Natural Sources of Folate
Green Leafy Vegetables
Green leafy vegetables are among the richest sources of natural folate. Foods such as spinach, kale, and Swiss chard are particularly high in this essential nutrient. These vegetables are not only beneficial for their folate content but also provide a range of other vitamins and minerals .
Cruciferous Vegetables
Cruciferous vegetables like broccoli, Brussels sprouts, and asparagus are also excellent sources of folate. These vegetables are known for their health benefits, including cancer prevention and improved digestive health .
Citrus Fruits
Citrus fruits, including oranges, lemons, and grapefruits, are another significant source of natural folate. These fruits are also rich in vitamin C, which can enhance the absorption of folate in the body .
Legumes and Beans
Legumes such as lentils, chickpeas, and black beans are high in folate. These foods are also excellent sources of protein and fiber, making them a valuable addition to a balanced diet .
Whole Grains
Whole grains, including whole wheat bread, brown rice, and oatmeal, contain substantial amounts of folate. These grains are also beneficial for maintaining healthy blood sugar levels and providing sustained energy .
Organ Meats
Liver and other organ meats are among the richest sources of natural folate. While not as commonly consumed as other foods, they provide a dense concentration of this essential nutrient .
Bioavailability of Food Folates
The bioavailability of natural food folates is approximately 80% of that of synthetic folic acid.

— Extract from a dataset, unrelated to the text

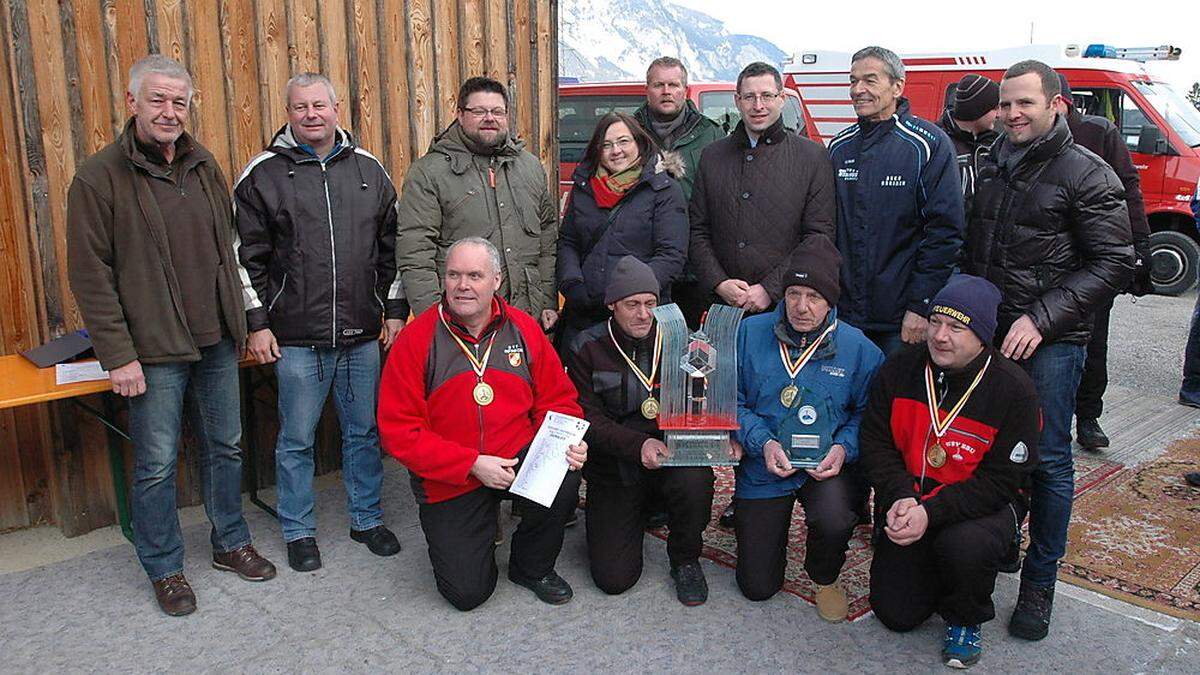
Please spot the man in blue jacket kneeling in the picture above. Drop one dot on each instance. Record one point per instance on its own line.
(799, 362)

This means that while natural sources are highly beneficial, they are slightly less efficiently absorbed by the body compared to synthetic forms . Nonetheless, a diet rich in natural folate can significantly improve folate status in the population .
Conclusion
Incorporating a variety of folate-rich foods into your diet is essential for maintaining adequate folate levels and supporting overall health. Green leafy vegetables, cruciferous vegetables, citrus fruits, legumes, whole grains, and organ meats are all excellent sources of natural folate. While the bioavailability of natural folates is slightly lower than that of synthetic folic acid, a diet rich in these foods can still effectively enhance folate status and provide numerous health benefits.